Qu’y a-t-il de semblable dans les froides couronnes de violettes ? Elles ne disent rien à l’âme chrétienne, elles ne présentent tout au plus qu’un symbole profane de la vie mortelle, symbole qui contraste avec la sainte image de la croix et qui est étranger aux rites sacrés de l’Église.

Chapitre 21 – Soulagement des âmes

La prière – Le Frère Corrado d’Offida.

– L’hameçon d’or et le fil d’argent

Après le saint sacrifice de la Messe, nous avons pour soulager les âmes une foule de moyens secondaires, mais bien efficaces aussi, quand on les emploie en esprit de foi et de ferveur.

D’abord c’est la prière, la prière sous toutes les formes. Les annales de l’Ordre séraphique parlent avec admiration du Frère Corrado d’Offida, un des premiers disciples de S. François. Il se distinguait par un esprit de prière et de charité qui contribuait grandement à l’édification de ses frères. Parmi ceux-ci il y en avait un, jeune encore, dont la conduite relâchée et turbulente troublait la sainte communauté; mais grâce aux prières et aux charitables exhortations de Corrado, il se corrigea entièrement et devint un modèle de régularité. Bientôt après cette heureuse conversion, il vint à mourir, et ses frères firent pour son âme les suffrages ordinaires.
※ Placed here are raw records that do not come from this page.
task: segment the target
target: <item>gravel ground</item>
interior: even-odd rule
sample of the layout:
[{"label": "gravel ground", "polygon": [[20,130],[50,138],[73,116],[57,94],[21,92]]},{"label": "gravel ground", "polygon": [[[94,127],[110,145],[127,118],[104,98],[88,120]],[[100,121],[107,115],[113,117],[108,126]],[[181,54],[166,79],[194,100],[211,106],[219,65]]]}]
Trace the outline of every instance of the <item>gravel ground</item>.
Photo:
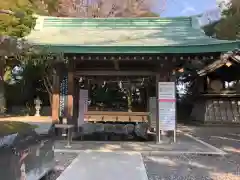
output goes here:
[{"label": "gravel ground", "polygon": [[144,156],[149,180],[240,180],[240,166],[228,157]]},{"label": "gravel ground", "polygon": [[[240,180],[240,135],[235,129],[194,129],[193,134],[229,154],[221,156],[143,156],[149,180]],[[50,180],[77,156],[76,153],[55,153],[56,168]]]},{"label": "gravel ground", "polygon": [[221,156],[144,156],[149,180],[240,180],[239,128],[186,127],[182,131],[228,152]]},{"label": "gravel ground", "polygon": [[[55,170],[50,174],[48,180],[56,180],[77,155],[77,153],[55,153]],[[44,180],[44,178],[42,180]]]}]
Peu de jours s’étaient écoulés, lorsque le Frère Corrado se trouvant en prière devant l’autel, entendit une voix qui lui demandait le secours de ses prières. – « Qui êtes-vous ? dit le serviteur de Dieu. » – « Je suis, répondit la voix, « l’âme du jeune religieux que vous avez si bien ramené à la ferveur. – Mais « n’êtes-vous pas mort saintement ? Avez-vous encore tant besoin de prières ? – « Ma mort a été bonne, en effet, et je suis sauvé; mais à cause de mes anciens « péchés que je n’ai pas eu le temps d’expier, je souffre les plus rigoureux « châtiments, et je vous en supplie, ne me refusez pas le secours de vos prières. » Aussitôt le bon Frère s’inclinant devant le tabernacle récita un Pater suivi du Requiem aeternam. « O mon bon Père, s’écria l’apparition » que votre prière me procure de rafraîchissement ! Oh ! comme elle me soulage!
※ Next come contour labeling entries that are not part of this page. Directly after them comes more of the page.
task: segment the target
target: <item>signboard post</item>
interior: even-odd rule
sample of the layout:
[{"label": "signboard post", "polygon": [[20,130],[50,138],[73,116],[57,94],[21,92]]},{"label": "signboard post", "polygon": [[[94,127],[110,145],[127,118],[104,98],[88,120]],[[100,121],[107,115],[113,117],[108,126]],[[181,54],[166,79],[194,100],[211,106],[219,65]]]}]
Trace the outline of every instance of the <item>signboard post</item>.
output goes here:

« Je vous en prie continuez. » – Corrado répéta dévotement les mêmes prières. « Père bien-aimé, reprit l’âme, je vous en conjure, encore ! encore! J’éprouve « tant de soulagement quand vous priez! » – Le charitable religieux continua ses prières avec une nouvelle ferveur, et répéta jusqu’à cent fois l’Oraison dominicale. Alors, avec un accent d’indicible joie, le défunt lui dit: « Je vous « rends grâces de la part de Dieu, ô Père chéri: je suis entièrement délivré; voici « que je me rends au royaume des cieux. »
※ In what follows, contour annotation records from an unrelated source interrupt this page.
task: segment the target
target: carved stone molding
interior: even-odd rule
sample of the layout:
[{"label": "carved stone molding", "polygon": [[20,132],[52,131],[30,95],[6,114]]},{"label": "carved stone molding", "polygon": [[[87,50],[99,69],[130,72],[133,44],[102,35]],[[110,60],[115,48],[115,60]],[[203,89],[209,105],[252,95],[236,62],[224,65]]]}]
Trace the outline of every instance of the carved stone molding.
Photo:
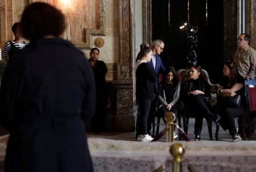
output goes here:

On voit par l’exemple précédent combien les moindres prières, les plus courtes supplications sont efficaces pour adoucir les souffrances des pauvres âmes. J’ai lu quelque part, dit le P. Rossignoli, qu’un saint Évêque, ravi en esprit, vit un enfant, lequel, avec un hameçon d’or et un fil d’argent, tirait du fond d’un puits une femme qui s’y noyait. – Après son oraison, comme il se rendait à l’église, il aperçut ce même enfant agenouillé, priant sur une tombe du cimetière. « Que fais-tu là, mon petit ami, lui demanda-t-il ? – Je dis, répondit l’enfant, « Notre Père et Je vous salue Marie pour l’âme de ma mère, dont le corps repose « en ce lieu. » – Le prélat comprit aussitôt que Dieu avait voulu lui montrer l’efficacité de la prière la plus simple; il connut que l’âme de cette mère venait d’être délivrée, que l’hameçon d’or était le Pater, et que l’Ave était le fil d’argent de cette ligne mystique.